Recommending best possible care will predictably cause conflict. Show up prepared! No client wants to hear that the expensive boutique diet that they’re feeding their pet is nutritionally deficient, or that they need to make room within a tight budget for things like heartworm and flea/tick prevention. Clients tend to be especially unhappy when delivered with the news that you don’t think that their pet is genetically fit for breeding or that you think it is a bad idea for them to welcome a litter to their home when they’re lagging on providing care to the pets that they already have. Tough recommendations are always best supported with consistency and external validation where possible. The entire team should know what your hospital’s preventative care recommendations are and preach them consistently from check-in to check-out. Hearing the same message 3-5 times from the entire team is MUCH more effective than only hearing it once from the veterinarian. Wherever possible, support recommendations with client handouts or otherwise direct them to legitimate, peer-reviewed resources so that they can build comfort around the rationale of your recommendations. While it would be nice if every client walked into the exam room with complete trust in you and your team at their first visit, trust is built over time and providing external validation that your recommendations are rooted in medical science rather than opinion is a useful trust building exercise that takes minimal effort as long as you have those resources prepared in advance and at the fingertips of your team.

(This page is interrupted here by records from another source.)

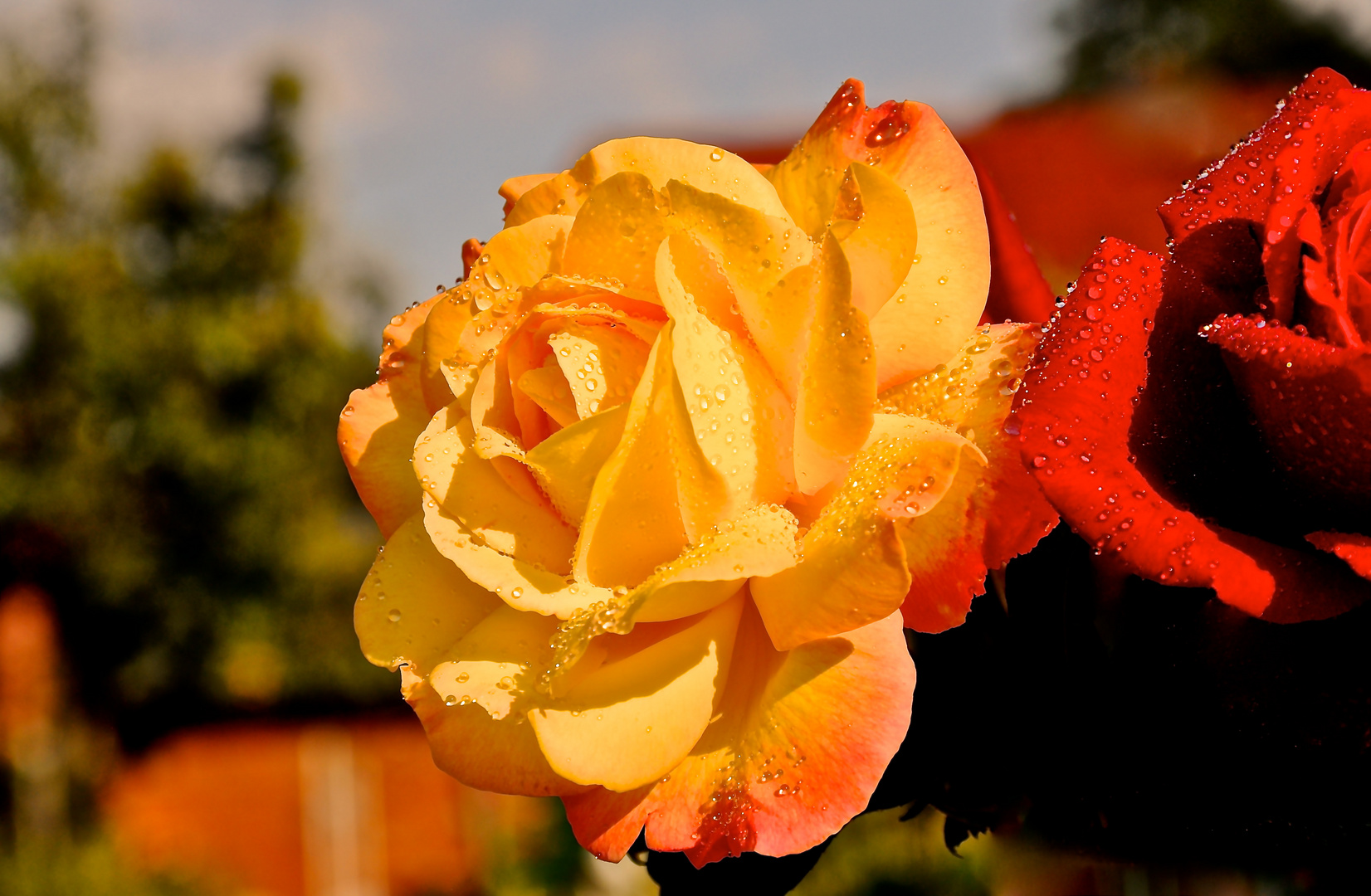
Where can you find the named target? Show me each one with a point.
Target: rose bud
(660, 475)
(1205, 420)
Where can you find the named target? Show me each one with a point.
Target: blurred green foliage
(1116, 43)
(168, 463)
(88, 868)
(879, 855)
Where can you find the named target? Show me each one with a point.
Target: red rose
(1205, 420)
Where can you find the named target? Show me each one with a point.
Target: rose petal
(515, 187)
(601, 363)
(1354, 548)
(1245, 189)
(468, 489)
(1312, 403)
(414, 603)
(992, 513)
(617, 231)
(495, 664)
(740, 418)
(1017, 288)
(660, 161)
(641, 713)
(520, 584)
(380, 424)
(656, 491)
(442, 336)
(798, 746)
(760, 543)
(855, 569)
(838, 384)
(428, 606)
(568, 462)
(1075, 416)
(487, 754)
(945, 290)
(881, 243)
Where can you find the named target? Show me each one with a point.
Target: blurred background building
(207, 212)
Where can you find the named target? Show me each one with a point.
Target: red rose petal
(1078, 407)
(1245, 183)
(1312, 403)
(1017, 288)
(1355, 550)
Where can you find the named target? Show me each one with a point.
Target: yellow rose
(660, 473)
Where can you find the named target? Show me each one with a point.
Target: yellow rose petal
(881, 241)
(660, 161)
(568, 462)
(468, 488)
(495, 664)
(634, 718)
(855, 569)
(617, 231)
(549, 389)
(763, 542)
(603, 363)
(517, 582)
(414, 603)
(740, 418)
(656, 489)
(838, 384)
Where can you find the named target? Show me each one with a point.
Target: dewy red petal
(1312, 402)
(1244, 183)
(1355, 550)
(1076, 408)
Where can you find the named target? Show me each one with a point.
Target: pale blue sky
(420, 109)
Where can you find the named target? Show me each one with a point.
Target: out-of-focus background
(207, 210)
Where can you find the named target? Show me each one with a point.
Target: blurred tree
(168, 467)
(1115, 43)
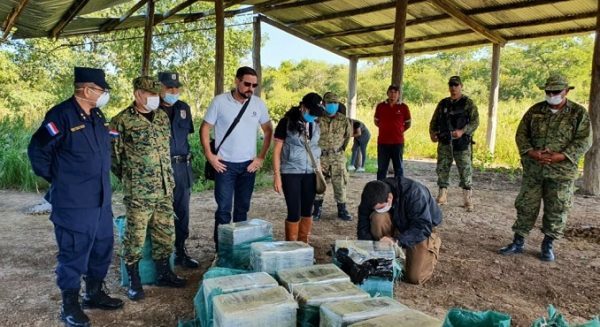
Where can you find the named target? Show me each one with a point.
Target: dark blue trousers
(233, 190)
(86, 247)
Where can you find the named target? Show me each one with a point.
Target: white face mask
(152, 103)
(102, 100)
(554, 100)
(384, 209)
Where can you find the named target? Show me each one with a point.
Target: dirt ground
(470, 274)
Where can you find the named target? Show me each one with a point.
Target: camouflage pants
(152, 216)
(463, 162)
(557, 197)
(334, 168)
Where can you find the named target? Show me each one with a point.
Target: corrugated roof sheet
(355, 28)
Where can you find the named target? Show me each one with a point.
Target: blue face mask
(332, 108)
(308, 117)
(171, 98)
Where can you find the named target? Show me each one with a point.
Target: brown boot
(291, 230)
(442, 196)
(305, 229)
(468, 195)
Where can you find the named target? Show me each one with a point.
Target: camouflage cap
(556, 82)
(146, 83)
(330, 97)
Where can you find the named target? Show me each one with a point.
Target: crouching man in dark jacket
(402, 211)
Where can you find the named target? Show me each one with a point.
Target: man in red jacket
(392, 117)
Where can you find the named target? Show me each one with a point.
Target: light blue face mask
(171, 98)
(332, 108)
(308, 117)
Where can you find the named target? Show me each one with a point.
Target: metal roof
(349, 28)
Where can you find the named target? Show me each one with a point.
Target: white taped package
(338, 314)
(255, 308)
(245, 231)
(361, 251)
(271, 257)
(316, 294)
(236, 283)
(408, 318)
(316, 274)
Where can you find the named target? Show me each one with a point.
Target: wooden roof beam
(348, 13)
(12, 17)
(111, 25)
(534, 22)
(67, 17)
(448, 7)
(424, 20)
(291, 31)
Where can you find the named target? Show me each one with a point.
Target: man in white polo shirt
(236, 162)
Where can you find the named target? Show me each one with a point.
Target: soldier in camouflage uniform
(454, 121)
(142, 162)
(336, 130)
(551, 138)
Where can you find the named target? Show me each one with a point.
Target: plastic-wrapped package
(235, 239)
(146, 265)
(316, 274)
(212, 287)
(407, 318)
(311, 296)
(271, 257)
(370, 264)
(255, 308)
(338, 314)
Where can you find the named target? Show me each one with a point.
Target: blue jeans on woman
(233, 190)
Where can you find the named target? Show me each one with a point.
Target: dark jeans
(299, 191)
(360, 144)
(233, 190)
(385, 152)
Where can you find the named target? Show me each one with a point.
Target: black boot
(135, 291)
(166, 277)
(70, 311)
(183, 259)
(515, 247)
(547, 252)
(317, 209)
(96, 297)
(343, 214)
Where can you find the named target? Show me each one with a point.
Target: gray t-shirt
(240, 145)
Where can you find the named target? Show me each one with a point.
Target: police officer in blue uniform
(181, 126)
(71, 150)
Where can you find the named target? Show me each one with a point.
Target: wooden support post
(352, 74)
(219, 47)
(493, 102)
(591, 164)
(148, 37)
(256, 41)
(399, 33)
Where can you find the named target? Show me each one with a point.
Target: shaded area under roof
(346, 27)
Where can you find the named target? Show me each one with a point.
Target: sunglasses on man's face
(248, 84)
(549, 92)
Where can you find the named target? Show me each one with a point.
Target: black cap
(314, 103)
(91, 75)
(169, 79)
(455, 80)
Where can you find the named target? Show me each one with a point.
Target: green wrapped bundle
(255, 308)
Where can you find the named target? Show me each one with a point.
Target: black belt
(181, 159)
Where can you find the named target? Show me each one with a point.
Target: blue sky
(279, 46)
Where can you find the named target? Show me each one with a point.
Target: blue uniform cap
(91, 75)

Some clients will be unreasonable no matter what you do. This is the unfortunate reality of practicing veterinary medicine. You can do everything right medically and with customer service and some clients will still be unhappy. The immediate assumption from management when they see an angry client should not be that the team must have done something wrong. When dealing with a truly unreasonable client usually the only path forward is to provide that client with their pets’ medical records and a letter terminating their VCPR with your practice.

The difference between a good client having a bad day and a truly abusive client isn’t always going to be clear. Having clear ground rules and communicating them to clients is important. We all have good days and bad days, and veterinary teams spend a lot of time working with people who fall into the latter category because their pets are ill. It is important that we are empathetic and understanding that we’re dealing with people who aren’t at their best and may reflect that in their behavior. However, there does need to be a line of conduct that is communicated to clients as being a point of no return in the relationship between the practice and that client. Being grumpy because your dog is sick is understandable, but being verbally or physically abusive to the veterinary team is NEVER acceptable.

Have a plan for how to handle an unruly, potentially dangerous client BEFORE it happens. “An ounce of prevention is worth a pound of cure.” Basic de-escalation training and crisis training can be covered in a single staff meeting and pay massive dividends if a concerning situation ever arises.

Many “difficult” clients are just highly engaged. Turn this into an asset. Clients coming in with strong but medically incorrect opinions about their pet’s care is frustrating, but also an opportunity to redirect that enthusiasm in a positive way. Unfortunately, in the age of the internet and with many players in the business of selling food and pet care products resorting to misleading or inaccurate claims, the right path is harder for enthusiastic pet owners to decipher than ever without the guidance of their veterinarian. This is an opportunity to teach, and to guide them to legitimate resources where they can continue their independent study after they leave your exam room. You’re not going to be able to convince a highly engaged client to stop “researching”, but you can make sure that they’re putting that energy into reading peer reviewed, legitimate information. Modern pet parents want the medical decisions for their pet to be a collaborative process where their input and opinions are given weight rather than looking to their veterinarian to be the unilateral medical decision maker. Acting as a teacher and a guide means that you can set clients up to be better, more informed collaborative partners in the future.